光による静けさと落ち着きを伝える
HWスタジオが住宅「カーサ・エマ」を発表した。本プロジェクトはエドゥアルド・ソウト・デ・モウラが設計したパウラ・レゴ美術館を訪れた建築家が、同美術館のたたずまいにインスパイアされて設計した住宅である。高い天窓から優しく差し込む光がまるで金色の光線のように博物館の表面に降り注ぎ、建物の隅々まで柔らかくビロードのような温かみのある光に包まれ、その光があらゆるものに触れ生命を吹き込んでいるかのようだった。天井から降り注ぐ光は心地よく、壁や床一面に影を作り、反射していた。
本プロジェクトにおいて、HWスタジオは光を通して静けさと落ち着きを伝えることを追求した。下向きの光をどのように取り込むかを入念に検討し、没入感を生み出すことを目指した。クライアントが愛着を持っていた「トロへ」と呼ばれる穀物倉の形をした空洞を象り、内装をすべて木で誂えた。このコンセプトおよび伝統的建築に対しての敬意と連続性を保つと同時に、パウラ・レゴ美術館で彼らが体験した、光と静けさ、落ち着きを表現することを目指した。
4メートル×10メートルの小さな敷地に建つため、採光と通風を天頂的に解決するだけでなく、空間を非常に効率的に使う必要があった。
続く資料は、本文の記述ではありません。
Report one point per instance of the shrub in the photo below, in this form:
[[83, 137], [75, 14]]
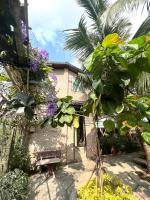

正面にアクセス通路を設け、中央にはリビング、ダイニング、キッチンを配置し、空間を区切らないオープンな空間とした。奥には冷蔵庫が隠され、ユーティリティと収納室があり、居住者を小さな前庭に導く縦の循環、つまり階段がある。そしてその通路は、中2階にあるフルバスルームとベッドルームへとつながっている。このスペースは、デザイン的にも重要で、家の中に浮かぶ白いボリュームという、異なる素材感を持つ唯一の要素となっている。変化する素材を選択することで、その存在をぼやけさせたり、空間に浮かぶ綿のように軽く見せたりするのが狙い。この効果を得るためには、光が反射によって境界を拡散させることが不可欠だった。
本プロジェクトでは訪問者に感情を呼び覚まし、思索を誘うような体験を提供することを命題とした。光が感情や自分自身とのつながりの言語となる世界に浸るよう誘うものであり、光の美しさに敬意を表した空間となった。
HWスタジオ
メキシコの「暴力の時代」において脅かされた平和を呼び起こし、促進する空間を創造することを目的に誕生した建築スタジオ。設計プロセスでは同スタジオが3つの宇宙と呼ぶものを深く研究し理解することに重点を置いている。すなわち、未来の住人の宇宙、場所の宇宙、そしてデザイナーとしての私たち自身の内なる宇宙である。この手法により恣意的で自己中心的な決定から脱却し、人生において本当に大切なものへの感謝の念を育み平和を達成するために、建築における余分なものを排除しようと考えている。